Daly's men, erecting barricades at the Four Courts, were the first to see action. A troop of the 5th and 12th Lancers, part of the 6th Cavalry Reserve Regiment, was escorting an ammunition convoy along the north Quays when it came under fire from the rebels. Unable to break through, they took refuge in nearby buildings.

One of two flags flown over the GPO during the Rising

The headquarters battalion, led by Connolly, marched the short distance to O'Connell Street. They charged the GPO, expelled customers and staff, and took a number of British soldiers prisoner. Two flags were hoisted on the flag poles on each end of the GPO roof: the tricolour at the right corner at Henry Street and a green flag with the inscription 'Irish Republic' at the left corner at Princess Street. A short time later, Pearse read the Proclamation of the Republic outside the GPO.

The Commander-in-Chief of the British Army in Ireland, General Lovick Friend, was on leave in England. When the insurrection began the Officer Commanding the Dublin Garrison, Colonel Kennard, could not be located. His adjutant, Col. H. V. Cowan, telephoned Marlborough Barracks and asked for a detachment of troops to be sent to Sackville Street (O'Connell Street) to investigate the situation at the GPO. He then telephoned Portobello, Richmond and the Royal Barracks and ordered them to send troops to relieve Dublin Castle. Finally, he contacted the Curragh and asked for reinforcements to be sent to Dublin.

A troop of the 6th Reserve Cavalry Regiment, dispatched from Marlborough Barracks, proceeded down O'Connell Street. As it passed Nelson's Pillar, level with the GPO, the rebels opened fire, killing three cavalrymen and two horses and fatally wounding a fourth man. The cavalry retreated and were withdrawn to barracks. This action is often referred to, inaccurately, as the "Charge of the Lancers."

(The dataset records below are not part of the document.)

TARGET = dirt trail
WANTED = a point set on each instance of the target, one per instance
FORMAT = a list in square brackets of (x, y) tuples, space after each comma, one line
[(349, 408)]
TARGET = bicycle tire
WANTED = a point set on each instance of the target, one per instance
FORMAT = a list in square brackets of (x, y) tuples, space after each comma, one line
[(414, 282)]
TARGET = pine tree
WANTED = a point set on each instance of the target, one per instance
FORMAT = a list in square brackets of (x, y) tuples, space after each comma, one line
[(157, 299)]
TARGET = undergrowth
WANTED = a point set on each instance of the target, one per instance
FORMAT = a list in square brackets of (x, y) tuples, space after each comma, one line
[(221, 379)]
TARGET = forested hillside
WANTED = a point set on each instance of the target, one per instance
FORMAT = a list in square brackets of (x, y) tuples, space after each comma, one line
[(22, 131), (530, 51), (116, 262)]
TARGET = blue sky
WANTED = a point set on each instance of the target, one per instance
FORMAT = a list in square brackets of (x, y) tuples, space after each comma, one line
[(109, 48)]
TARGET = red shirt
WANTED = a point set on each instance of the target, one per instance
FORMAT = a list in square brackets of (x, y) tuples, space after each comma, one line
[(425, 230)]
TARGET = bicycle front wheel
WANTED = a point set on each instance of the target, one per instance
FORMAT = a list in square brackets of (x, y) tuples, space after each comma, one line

A piquet from the 3rd (Reserve) Battalion, Royal Irish Regiment (RIR), approaching the city from Richmond Barracks, encountered an outpost of Éamonn Ceannt's force under Section-Commander John Joyce in Mount Brown, at the north-western corner of the South Dublin Union. A party of twenty men under Lieutenant George Malone was ordered to march on to Dublin Castle.

==First combat==

They proceeded a short distance with rifles sloped and unloaded before coming under fire, losing three men in the first volley, then broke into a tan-yard opposite. Malone's jaw was shattered by a bullet as he went in. The Commanding Officer, Lieutenant-Colonel R. L. Owens, brought up the remainder of his men from Richmond Barracks. A company with a Lewis gun was sent to the Royal Hospital (not then a hospital but the British military headquarters), overlooking the Union. The main body took up positions along the east and south walls of the Union, occupying houses and a block of flats, then opened fire on the rebel positions, forcing Joyce and his men to retreat across open ground. A party led by Lieut. Alan Ramsay broke open a small door next to the Rialto gate, but Ramsay was shot and killed, and the attack was repulsed. A second wave led by Capt. Warmington charged the door but Warmington, too, was killed.

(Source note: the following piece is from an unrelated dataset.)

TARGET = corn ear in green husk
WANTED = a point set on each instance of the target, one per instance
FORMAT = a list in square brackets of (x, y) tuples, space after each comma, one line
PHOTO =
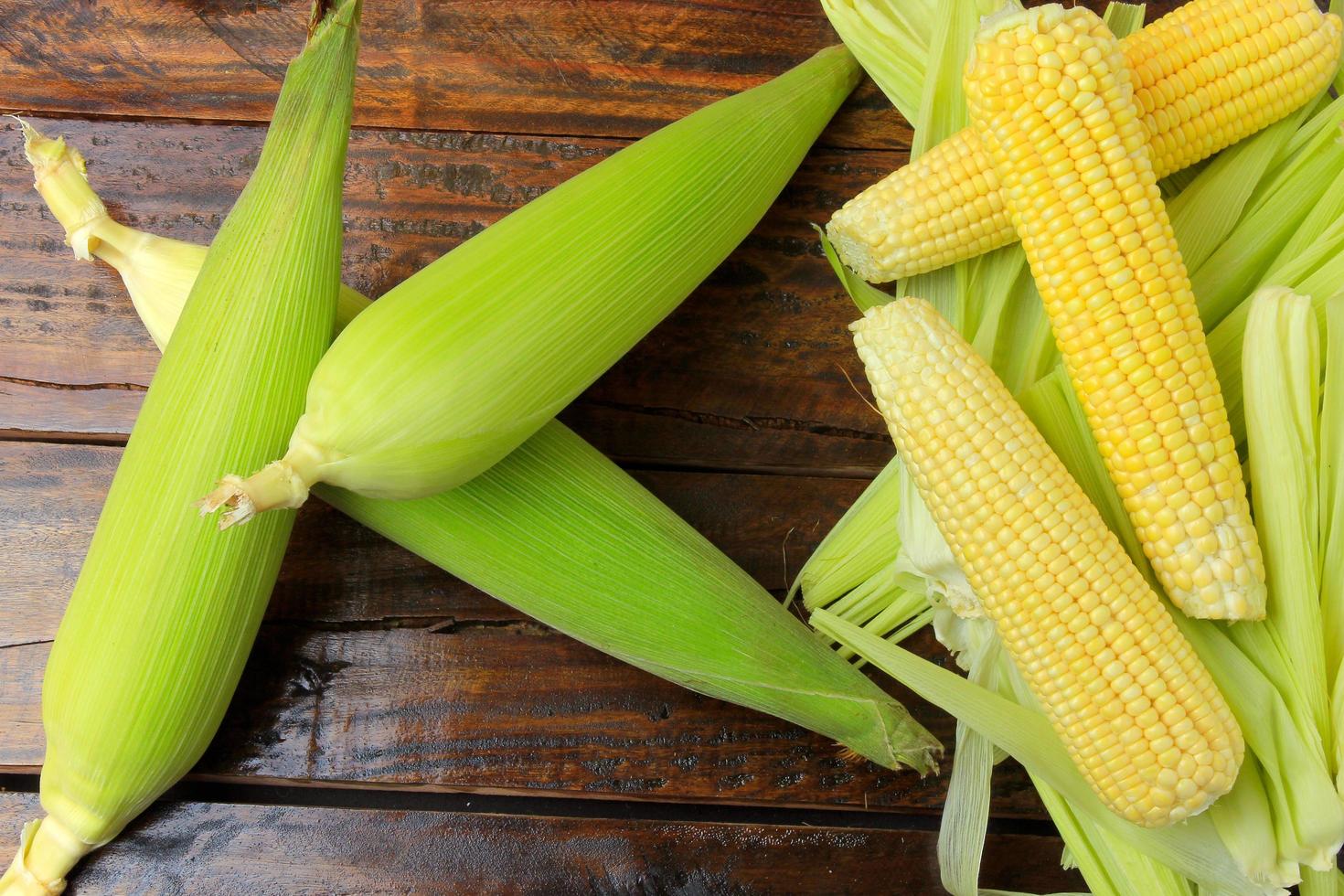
[(165, 612), (457, 366), (562, 534)]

The remaining troops, trying to break in further along the wall, were enfiladed from Jameson's distillery in Marrowbone Lane. Eventually, the superior numbers and firepower of the British were decisive; they forced their way inside and the small rebel force in the tin huts at the eastern end of the Union surrendered.

The first fatality of the engagement was a non-combatant. A nurse, Margaret Keogh, grand-niece of Captain Myles Keogh, responded to the sound of shots. As Keogh attempted to tend to the injured, she was shot dead by a British soldier.